Four modes code — syntax-highlighted pseudo-code, the most common thing you watch stream out of an LLM. text — lorem ipsum prose, for the chat/answer case. think — dim-italic reasoning sentences alternating with code, mimicking a reasoning model thinking out loud. agent — alternating tool calls and code generation with processing pauses, simulating an AI coding agent.

What to try Start at the default 30 and read along. Then hit 1 (5 tok/s — Raspberry-Pi-class local model), 5 (60 tok/s — typical hosted Claude or GPT), 7 (200 tok/s — Groq territory), 9 (800 tok/s — Cerebras-class, where the bottleneck is your eyeballs). Now switch between c and t at the same rate. The difference is striking — and intentional.

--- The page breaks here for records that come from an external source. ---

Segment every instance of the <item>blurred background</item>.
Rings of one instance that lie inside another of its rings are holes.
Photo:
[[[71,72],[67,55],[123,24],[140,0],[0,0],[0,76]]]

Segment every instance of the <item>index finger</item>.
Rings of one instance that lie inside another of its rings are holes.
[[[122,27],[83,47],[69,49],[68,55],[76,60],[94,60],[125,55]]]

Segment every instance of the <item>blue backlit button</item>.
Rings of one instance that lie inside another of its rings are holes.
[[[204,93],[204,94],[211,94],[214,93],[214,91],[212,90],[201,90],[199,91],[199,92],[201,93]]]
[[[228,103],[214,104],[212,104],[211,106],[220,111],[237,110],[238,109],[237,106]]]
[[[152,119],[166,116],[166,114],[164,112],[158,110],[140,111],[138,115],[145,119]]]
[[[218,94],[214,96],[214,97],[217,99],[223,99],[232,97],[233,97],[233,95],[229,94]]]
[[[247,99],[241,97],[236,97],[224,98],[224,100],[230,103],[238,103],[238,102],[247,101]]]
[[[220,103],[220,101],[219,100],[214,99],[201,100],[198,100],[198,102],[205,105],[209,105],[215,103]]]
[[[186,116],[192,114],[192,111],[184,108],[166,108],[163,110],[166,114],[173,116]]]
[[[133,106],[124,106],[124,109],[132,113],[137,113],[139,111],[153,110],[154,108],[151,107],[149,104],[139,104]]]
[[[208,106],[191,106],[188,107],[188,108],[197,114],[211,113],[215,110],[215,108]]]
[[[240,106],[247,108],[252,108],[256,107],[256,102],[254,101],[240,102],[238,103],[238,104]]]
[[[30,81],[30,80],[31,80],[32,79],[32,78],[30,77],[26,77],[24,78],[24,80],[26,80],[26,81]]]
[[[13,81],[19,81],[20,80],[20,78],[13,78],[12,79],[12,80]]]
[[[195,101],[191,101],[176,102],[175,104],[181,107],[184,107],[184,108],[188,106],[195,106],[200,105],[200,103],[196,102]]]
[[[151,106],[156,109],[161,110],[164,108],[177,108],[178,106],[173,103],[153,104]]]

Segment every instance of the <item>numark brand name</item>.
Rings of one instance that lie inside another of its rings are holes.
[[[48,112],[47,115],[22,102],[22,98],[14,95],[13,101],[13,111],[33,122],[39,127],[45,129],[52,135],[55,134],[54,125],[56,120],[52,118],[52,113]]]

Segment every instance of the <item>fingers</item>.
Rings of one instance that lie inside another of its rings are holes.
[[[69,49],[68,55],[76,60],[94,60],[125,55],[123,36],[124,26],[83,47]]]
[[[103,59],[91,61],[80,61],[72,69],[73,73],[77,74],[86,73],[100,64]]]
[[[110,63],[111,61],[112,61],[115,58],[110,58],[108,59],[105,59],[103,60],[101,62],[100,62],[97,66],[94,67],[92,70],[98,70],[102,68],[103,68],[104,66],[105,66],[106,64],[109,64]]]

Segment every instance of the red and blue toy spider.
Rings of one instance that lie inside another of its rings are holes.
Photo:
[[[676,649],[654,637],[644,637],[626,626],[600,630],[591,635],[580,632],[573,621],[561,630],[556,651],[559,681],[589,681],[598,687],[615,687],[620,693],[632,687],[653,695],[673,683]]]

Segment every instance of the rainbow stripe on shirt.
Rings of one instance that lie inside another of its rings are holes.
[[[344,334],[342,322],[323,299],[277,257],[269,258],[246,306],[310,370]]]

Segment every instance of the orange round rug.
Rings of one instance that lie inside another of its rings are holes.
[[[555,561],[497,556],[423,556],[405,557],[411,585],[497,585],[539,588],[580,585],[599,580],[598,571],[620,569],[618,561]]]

What counts as a token This approximates BPE-style tokenization, not any vendor-specific encoder (tiktoken, Claude's tokenizer, etc. — those disagree in the details anyway). Short words are often one token; longer identifiers split into chunks (processUserInput → process + User + Input); punctuation and operators usually count too. Code is more token-dense than prose, so the same tok/s can feel very different depending on what's streaming. The benchmark number is honest; the perceptual effect varies a lot by content type — which is the gap this tool exists to expose. English prose averages ~1.3 tokens per word, so 30 tok/s ≈ 23 words/s.